High Line Park, New York City

Zu den interessantesten und umfassendsten Maßnahmen der Stadtplanung zählen die sog. Konversionsprojekte.  Hierbei handelt es sich um Wiedernutzung oder Folgenutzung von Brachflächen. Wir widmen unsere Betrachtung der Wiedereingliederung solcher Brachflächen in den Naturkreislauf.

Ein besonders gelungenes Urban Gardening-Projekt findet sich in New York City: Der High Line Park im westlichen Manhattan. Eine vormals industrielogistisch genutzte Hochbahntrasse wurde zu einer Naherholungs-Parkanlage umgebaut.

Straßenansicht des High Line Parks in New York City

Ansicht eines Teils des High-Line-Parks in NYC, Blickrichtung süd-west

Die Hochbahntrasse wurde in den 1920er Jahren gewerblich genutzt. Aufgrund der zunehmenden Abwanderung der Industrieproduktion aus Manhattan heraus in das günstigere Umland verlor die aufgeständerte Bahntrasse ihren ursprünglichen Zweck. Der letzte Güterzug fuhr Anfang der 1980er Jahre. Mehrere Jahre befand sich die Konstruktion im „Dornröschenschlaf“. Rural- und Pioniervegetation nahmen die High Line für sich ein und die benachbarten Anwohner nahmen den Bereich mehr und mehr als Ruhepol im hektisch-lebendigen New York wahr.

Gegen Ende der 1990er Jahre rückte die Anlage mit den benachbarten und darunter befindlichen Grundstücken in den Fokus von Immobilien- und Grundstücksentwicklern.

Davon erhielten wiederum die Nachbarn Kenntnis und gründeten die „Friends of High Line“, eine Bürgerinitiative, die sich für den Erhalt des Status Quo einsetzte. Diese wurden von europäischen Vorbildern, zB die Petite Ceinture in Paris oder auch der Parkschneise am ehemaligen Bahnhof Olympiastadion in München inspiriert. Aus dem Ansatz, den Status Quo zu erhalten, wurde die Vision, eine öffentlich nutzbare Grünanlage zu schaffen.

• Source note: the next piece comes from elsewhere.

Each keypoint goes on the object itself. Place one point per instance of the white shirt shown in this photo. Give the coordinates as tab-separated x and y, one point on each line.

Übersicht der Mitglieder der „Friends of High Line“

Der sich abzeichnende Konflikt zwischen den Interessengruppen (Bürgerinitiativen vs. Immobilienwirtschaft) wurde vom New Yorker Bürgermeister, Michael Bloomberg, entschärft. Die Bewohner des Viertels erhielten die High Line als Naherholungsgebiet, die Immobilienwirtschaft konnte brachliegende Grundstücke entwickeln. Zudem Übernahmen die Grundstücksentwickler 70% der Herstellungskosten der High Line und verpflichteten sich zur Übernahme der laufenden Bewirtschaftungskosten.

Der High Line-Park beeindruckt durch das geballte grün in einer Gegend, die sonst eher wenig Grünflächen zu bieten hat. An einigen Stellen werden sogar Banana-Trees kultiviert.

Geballtes grün mitten in NYC. Gut so.

Banana-Trees vor Hochhäusern

Das eigentlich spannende und kulturell bereichernde ist auch das Wechselspiel mit der Street-Art, die ihren Ursprung auch in diesen New Yorker Quartieren hat.

Street Art an der High Line

Die ca. 2,3 km lange High Line ist nicht unbedingt ein Geheimtipp, sollte aber mit auf die heiße Liste aller New York-BesucherInnen. Der Zugang ist kostenlos, nach Angaben des Betreiber-Vereins besuchen ca. 5 Millionen Leute das Kunstwerk.